Ahumada was born in Mexico, but moved to Utah at age 8 after his mother struggled to afford care for him, his two brothers and two sisters. She made the decision to send him to live with his grandparents. He said he grew up in poverty, but remembers seeing other people struggle was more difficult for him than having to live without.

“The main thing my grandparents taught me was to put someone before myself, to provide for someone else if they need it. Something will come for me later on,” Ahumada said. “I really look up to my grandpa especially because he always worked out in the [fruit] fields, looking for a way to provide for my education and to have food everyday. I remember him leaving until 4 or 5 in the morning and not coming back until late. He was out all day.”

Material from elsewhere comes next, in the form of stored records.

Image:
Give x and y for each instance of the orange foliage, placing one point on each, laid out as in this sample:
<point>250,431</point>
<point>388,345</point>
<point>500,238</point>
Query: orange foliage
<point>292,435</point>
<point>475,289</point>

Now majoring in Emergency Services at the Utah Fire and Rescue Academy, Ahumada wants to go to paramedic school, a goal that his friend Augustino Diaz thinks is very much achievable because of Ahumada’s commitment to his community.

“The guy has just blossomed,” Diaz said. “When I first met [Ahumada], he was this kid that had a rough story to him, but he was kind of like me. He is the perfect example of someone who has gone beyond his community and is coming back to it to assist it. That’s an ideal I think we should all strive for.”

Ahumada said he first encountered Diaz, who works in Prospective Student Services at UVU, about two years ago. The two now rely on each other for both support and encouragement.

“When [Diaz] first came to my high school to speak about college, it was my junior year. Ever since that day I’ve been in contact with him, he’s been a big help. I look up to him a lot,” Ahumada said. “Whenever I need something, he takes the time to talk to me.“

Diaz said he enjoys working with underrepresented groups of high school students in an effort to close the gap in the number of graduating minority students.

“That’s just my philosophy when it comes to social justice in education: Everybody has an equal playing field when it comes to education itself,” Diaz said. “It’s a totally biased, one-sided system that often doesn’t look to underrepresented groups to perform the best they can and often provides obstacles versus opportunities in some cases. I just want to be a part of taking that down.”

While Diaz doesn’t like to take credit for anything they accomplish, he said high school students that do end up coming to UVU often teach him, rather than the other way around.

“I think they influence me more than I influence them,” Diaz said. “Because their stories are the reason why I keep going. I mean, yeah I help them and guide them, but each and every one have their own inner strengths and potential that comes out as soon as they’re engaged in the institution. They can create their own pathways, incentives, their own initiatives. Once they find that out, they kind of explode on their own.”